Our measurements for C₆₀ in solution are in general agreement with the published Φ_so values compiled by Prat et al. (18) who also investigated the inclusion complexes of C₆₀ with γ-cyclodextrin. These complexes featured close to unity triplet quantum yields and high Φ_so values (18). For C₆₀ nanoaggregates, the accuracy of our φ estimation in the aggregates is determined primarily by the unknown radiative rate constant. This constant cannot be eliminated (reduced) from the equation by the usual application of ¹O₂ standard, as there is no ¹O₂ reference standard small enough to be placed into the cavity of C₆₀ aggregates. Therefore, our φ estimate (Table 1) is based on extrapolation from the published polarizability dependence (16). While this arbitrary procedure can produce φ values larger than unity, it does suggest that φ is close to unity in oxygen purged solutions when the aggregate cavities are saturated with oxygen molecules.

Notice that physicochemically correct Φ_so values may not always correlate with ¹O₂-induced photocytotoxicity. A simple correlation is expected only for ¹O₂ production in solution, but not inside the (C₆₀)_n particles that deactivate ¹O₂ prior to diffusion out. Thus, only C₆₀-(γ-CD)₂, which is a perfect ¹O₂ generator (Table 1), was phototoxic to cell cultures, while (C₆₀)_n was not (to be published later). A correct understanding of ¹O₂ generation by aqueous C₆₀ preparations allows us to reliably predict phototoxicity by considering ¹O₂ sensitivity to solvent and quenchers, which concurs with the spectral shift of ¹O₂ emission.

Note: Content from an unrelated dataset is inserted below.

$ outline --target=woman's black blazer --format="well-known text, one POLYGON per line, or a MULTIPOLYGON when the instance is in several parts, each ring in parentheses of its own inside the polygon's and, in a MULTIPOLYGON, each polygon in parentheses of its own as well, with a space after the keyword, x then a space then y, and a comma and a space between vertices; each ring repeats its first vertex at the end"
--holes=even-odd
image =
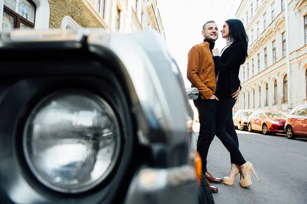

What is the origin of this red shift? Unlike k_r and τ_so, ¹O₂ emission energy is less affected by solvents. Nonetheless, red shifts have been observed (19–21) and linked to increasing solvent polarizability (α) (16). The most red-shifted ¹O₂ spectra were in iodinated solvents (16), reaching a maximum at around 7824 cm⁻¹ (1278 nm). The ¹O₂ spectrum that we measured in methylene iodide (n=1.74) shows similarly red-shifted (~9 nm) peak position (not shown). The spectrum in (C₆₀)_n is even more red-shifted (7798 cm⁻¹), extrapolating (16) to α.≈0.46 that would match solvent refractive index n=1.887 (in diamond n=2.417 (22)). Moreover, the red shifts were empirically associated with the increasing k_r values (16), hence, k_r should also be enhanced in (C₆₀)_n. We used this association to estimate k_r inside (C₆₀)_n for ¹O₂ quantum yield calculation shown in Table 1.

The above α estimate reveals a very polarizable (C₆₀)_n core probed by ¹O₂. This core is hydrophobic and not accessible to solvent but to O₂ that slowly diffuses in and out with a dwelling time longer than 3 μs (¹O₂ cannot diffuse out in its lifetime). While at least four C₆₀ must aggregate to create a protective cavity for O₂, the average (C₆₀)_n size in our preparation estimated from the TEM images was n=30–60 molecules. (C₆₀)_n seems to be a dynamic formation showing Brownian motion that creates cavities large enough (23) to host O₂ that, upon excitation, can convert to ¹O₂ (Fig. 5).

In summary, to our knowledge, we found the most red-shifted ¹O₂ phosphorescence spectrum recorded to date generated in aqueous preparations of (C₆₀)_n. The ¹O₂ spectral shift concurs with ¹O₂ sensitivity to solvent and quenchers, which may be used to reliably predict phototoxicity exerted by ¹O₂ in different preparations of carbon nanoaggregates. Moreover, since the ¹O₂ spectral red shift correlates well with polarizability, ¹O₂ acts as a probe providing a unique insight into the inner polarizability of (C₆₀)_n aggregates.